Hello. When the viewliner roomette top bunk is up, daytime, can you get luggage up there or is the bed pinned to the ceiling? If it’s too tight, can the top bunk be lowered a foot or so, or can it only be all the way up or all the way down? Thank you in advance.


----------



## Bob Dylan (Jul 25, 2022)

mikegriffin68 said:


> Hello. When the viewliner roomette top bunk is up, daytime, can you get luggage up there or is the bed pinned to the ceiling? If it’s too tight, can the top bunk be lowered a foot or so, or can it only be all the way up or all the way down? Thank you in advance.


You can lower the Upper Bunk in a Viewliner to put stuff on and then raise it back up, it doesn't go all the way to the Cieling..

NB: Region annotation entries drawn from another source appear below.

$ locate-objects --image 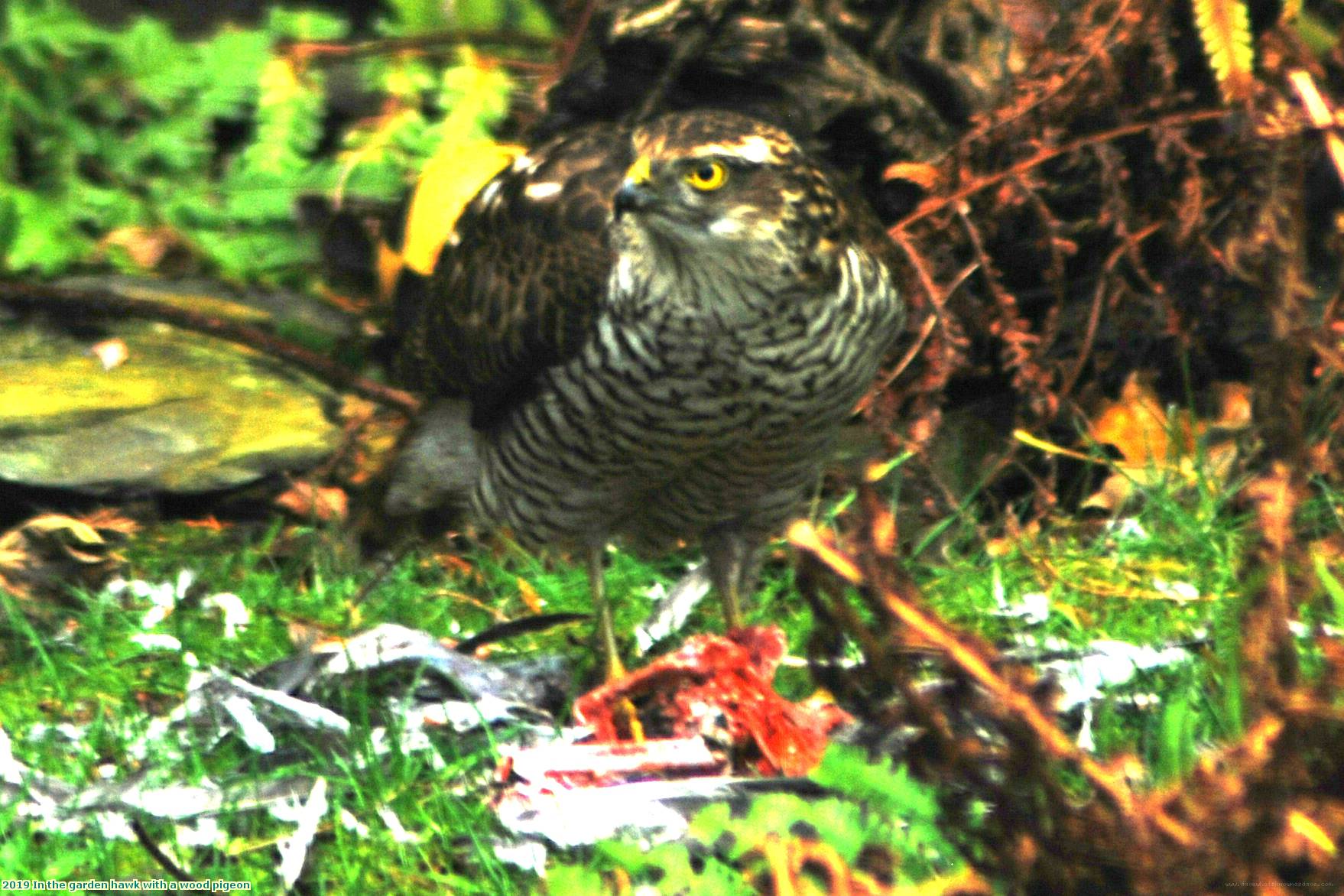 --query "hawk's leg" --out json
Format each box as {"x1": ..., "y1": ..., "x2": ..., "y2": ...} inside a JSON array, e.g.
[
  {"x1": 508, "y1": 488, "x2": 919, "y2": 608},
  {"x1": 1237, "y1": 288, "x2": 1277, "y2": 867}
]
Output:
[
  {"x1": 704, "y1": 525, "x2": 761, "y2": 631},
  {"x1": 589, "y1": 544, "x2": 625, "y2": 681},
  {"x1": 589, "y1": 543, "x2": 644, "y2": 742}
]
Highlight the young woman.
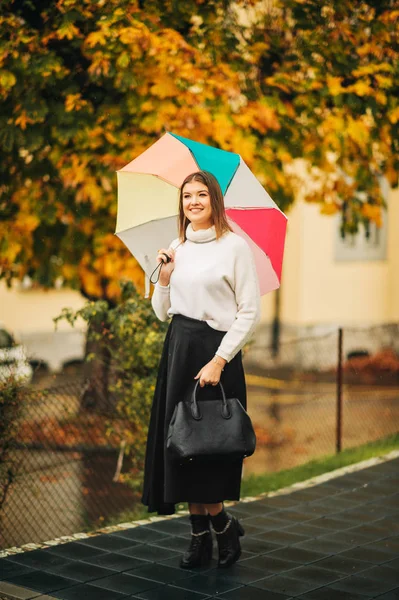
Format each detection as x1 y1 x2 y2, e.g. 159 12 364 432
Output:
142 171 260 568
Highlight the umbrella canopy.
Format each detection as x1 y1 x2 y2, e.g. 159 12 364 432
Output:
116 133 287 295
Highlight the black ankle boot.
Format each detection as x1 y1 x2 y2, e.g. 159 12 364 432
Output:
211 513 245 569
180 515 212 569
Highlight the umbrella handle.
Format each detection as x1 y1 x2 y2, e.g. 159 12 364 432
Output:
150 254 171 285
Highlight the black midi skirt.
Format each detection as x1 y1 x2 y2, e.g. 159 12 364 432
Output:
142 315 247 515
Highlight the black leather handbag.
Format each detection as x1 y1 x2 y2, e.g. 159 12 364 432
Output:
166 382 256 459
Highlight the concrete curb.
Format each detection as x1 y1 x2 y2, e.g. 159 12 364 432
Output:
0 450 399 558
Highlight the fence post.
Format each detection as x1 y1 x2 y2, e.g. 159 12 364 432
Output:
336 327 343 453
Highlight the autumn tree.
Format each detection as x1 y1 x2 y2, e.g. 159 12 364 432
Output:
0 0 399 384
0 0 399 300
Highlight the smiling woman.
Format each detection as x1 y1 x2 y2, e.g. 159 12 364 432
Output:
143 171 260 568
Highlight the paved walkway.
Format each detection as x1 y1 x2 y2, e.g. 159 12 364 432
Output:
0 458 399 600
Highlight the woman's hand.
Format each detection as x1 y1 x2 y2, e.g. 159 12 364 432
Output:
157 248 175 286
194 357 226 387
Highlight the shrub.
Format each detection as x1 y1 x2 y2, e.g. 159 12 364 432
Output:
56 282 167 490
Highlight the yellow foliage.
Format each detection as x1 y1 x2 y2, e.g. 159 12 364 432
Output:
57 22 80 40
61 264 78 281
65 94 87 112
346 118 369 148
150 75 179 98
320 202 339 215
327 75 345 96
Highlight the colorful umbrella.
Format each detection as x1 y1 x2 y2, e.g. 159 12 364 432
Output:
116 133 287 295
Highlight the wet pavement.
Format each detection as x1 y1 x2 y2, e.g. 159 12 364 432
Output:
0 458 399 600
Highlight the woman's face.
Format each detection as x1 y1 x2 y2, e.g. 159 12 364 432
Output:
183 181 213 231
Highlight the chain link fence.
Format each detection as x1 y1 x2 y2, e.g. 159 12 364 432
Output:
0 325 399 548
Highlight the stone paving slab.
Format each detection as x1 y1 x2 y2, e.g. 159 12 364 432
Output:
0 453 399 600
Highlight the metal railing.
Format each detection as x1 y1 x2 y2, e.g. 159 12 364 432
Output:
0 325 399 548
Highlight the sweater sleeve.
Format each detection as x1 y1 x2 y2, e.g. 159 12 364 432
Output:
216 240 260 362
151 283 170 321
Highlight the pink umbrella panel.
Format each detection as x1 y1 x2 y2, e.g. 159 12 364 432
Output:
116 133 287 295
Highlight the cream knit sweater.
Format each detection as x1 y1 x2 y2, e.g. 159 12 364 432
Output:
152 224 260 362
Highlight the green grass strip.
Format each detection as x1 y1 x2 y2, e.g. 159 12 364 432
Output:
241 434 399 498
104 433 399 529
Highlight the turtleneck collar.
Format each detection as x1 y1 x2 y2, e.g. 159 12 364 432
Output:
186 223 216 244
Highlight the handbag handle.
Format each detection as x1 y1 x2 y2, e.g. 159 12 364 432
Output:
191 381 231 421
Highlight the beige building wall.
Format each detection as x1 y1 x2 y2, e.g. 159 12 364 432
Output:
0 282 84 336
262 186 399 326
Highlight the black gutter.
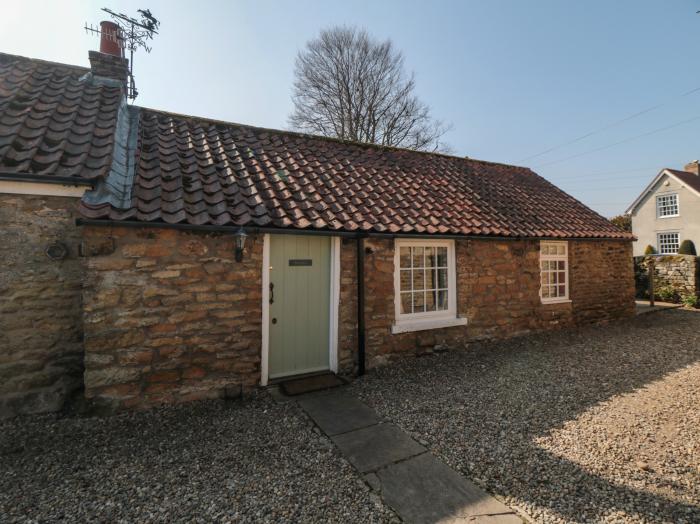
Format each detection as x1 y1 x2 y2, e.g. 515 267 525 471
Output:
357 235 365 376
366 232 636 242
75 218 357 238
0 171 95 187
74 218 635 242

You can also put your stuff in the Cubbie Hole next to the Upper Bunk that sticks out into the Aisle Cieling, but Riders that have been on the New Viewliner IIs say that it's not as deep as the VIs!


----------



## mikegriffin68 (Jul 25, 2022)

Bob Dylan said:


> You can lower the Upper Bunk in a Viewliner to put stuff on and then raise it back up, it doesn't go all the way to the Cieling..
> 
> You can also put your stuff in the Cubbie Hole next to the Upper Bunk that sticks out into the Aisle Cieling, but Riders that have been on the New Viewliner IIs say that it's not as deep as the VIs!


Thank you.


----------



## zephyr17 (Jul 25, 2022)

There is a middle detent. Most of the time the staff puts it at the middle detent prior to boarding. There is room for luggage on the berth at the middle detent.

The middle detent also lines up with the over-aisle luggage cubby.

What I do personally is drop the upper berth to the low position, put my suitcase on it, shove it back up to middle detent, then slide my suitcase into the cubby. Then I shove the upper into its full retracted position in the ceiling.

I find it much easier to use the upper berth as a dumbwaiter to get my suitcase into the cubby than trying to wrestle it up there. I also like the upper to be fully retracted so as not block the upper windows. The airy and open feeling of the Viewliner roomette with the upper berth retracted and the upper windows not blocked is one of the prime attractions of that accommodation for me.


----------